- Supreme Court of the United States

Argued October 19, 1953 Decided June 7, 1954
- Full case name: United States v. Harriss, et al.
- Citations: 347 U.S. 612 (more) 74 S. Ct. 808; 98 L. Ed. 989; 1954 U.S. LEXIS 2657

Case history
- Prior: Appeal from the United States District Court for the District of Columbia

Holding
- The Court upheld the act's constitutionality, but also narrowed the scope and application of the act.

Court membership
- Chief Justice Earl Warren Associate Justices Hugo Black · Stanley F. Reed Felix Frankfurter · William O. Douglas Robert H. Jackson · Harold H. Burton Tom C. Clark · Sherman Minton

Case opinions
- Majority: Warren, joined by Reed, Frankfurter, Burton, Minton
- Dissent: Douglas, joined by Black
- Dissent: Jackson
- Clark took no part in the consideration or decision of the case.

Laws applied
- Regulation of Lobbying Act

= United States v.

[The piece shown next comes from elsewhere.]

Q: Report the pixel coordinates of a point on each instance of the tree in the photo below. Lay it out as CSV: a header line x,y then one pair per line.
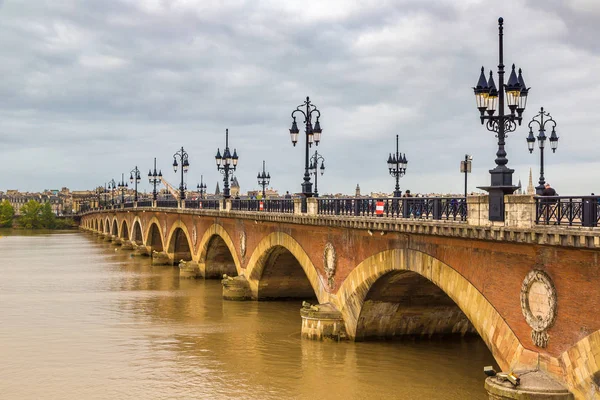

Harriss =

United States v. Harriss, 347 U.S. 612 (1954), was a U.S. Supreme Court case applied directly to the Regulation of Lobbying Act.

==Proceedings and outcome==
Lobbyists challenged the Regulation of Lobbying Act for being unconstitutionally vague and unclear. In Harriss, the Supreme Court responded by upholding the act's constitutionality, but also by narrowing the scope and application of the act. The Court ruled that the act applies only to paid lobbyists who directly communicate with members of Congress on pending or proposed federal legislation. This means that lobbyists who visit with congressional staff members rather than members of Congress themselves are not considered lobbyists. In addition, the act covers only attempts to influence the passage or defeat of legislation in Congress, and excludes other congressional activities. Further, the act applies to and restricts only individuals who spend at least half of their time lobbying.